Essential background information is, that all countries giving development
aid promised in 1970 (I think in the context of the Organization for
Economic Cooperation and Development) to raise their so-called Official
Development Aid (which is measured with uniform criteria that were agreed on
also) to 0,7% of their Gross National Product. Comparable promises have been
repeated at every international conference on the subject since. The General
Assembly of the United Nations of 2000 for instance promised that donor
countries would aim at halving poverty by 2015, basic education for all
children, reduction of mother and child mortality etc. The conference in
Mexico of next week is of vital importance to secure the finances for these
so-called 'Millenium goals'.
There are only 5 countries now who kept their 1970 promise: Denmark 1,06%,
the Netherlands 0,82%, Sweden 0,81%, Norway 0,8% and Luxembourg 0,7%.
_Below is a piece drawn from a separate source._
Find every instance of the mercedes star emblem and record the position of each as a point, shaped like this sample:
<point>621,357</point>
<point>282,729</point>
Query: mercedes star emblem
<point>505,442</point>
Some other percentages: average for the European Union 0,33%, France 0,33%,
United Kingdom 0,31%, Germany 0,27%, Spain 0,24%, Italy 0,13% and the USA
0,1%.
Exports of technology etc. can't be added to these percentages, because they
are being paid for by the receivers.
(Not from my newspaper but from sources I read in the past:) Direct
investment from firms from rich countries in poor countries (setting up
subsidiaries or joint ventures), which would be a good alternative for
'handing out money', is very limited and decreasing compared to mutual
direct investment between rich countries. The risk of investment in poor
countries is simply too high. The companies who take that risk are mainly
those that are dependent on poor countries because essential resources (e.g.
oil) are located there.
A World Bank economist stated publicly yesterday that (according to World
Bank research) development aid is more effective than a lot of people think.
Thanks to development aid people in the receiving countries are healthier
and better educated than 50 years ago.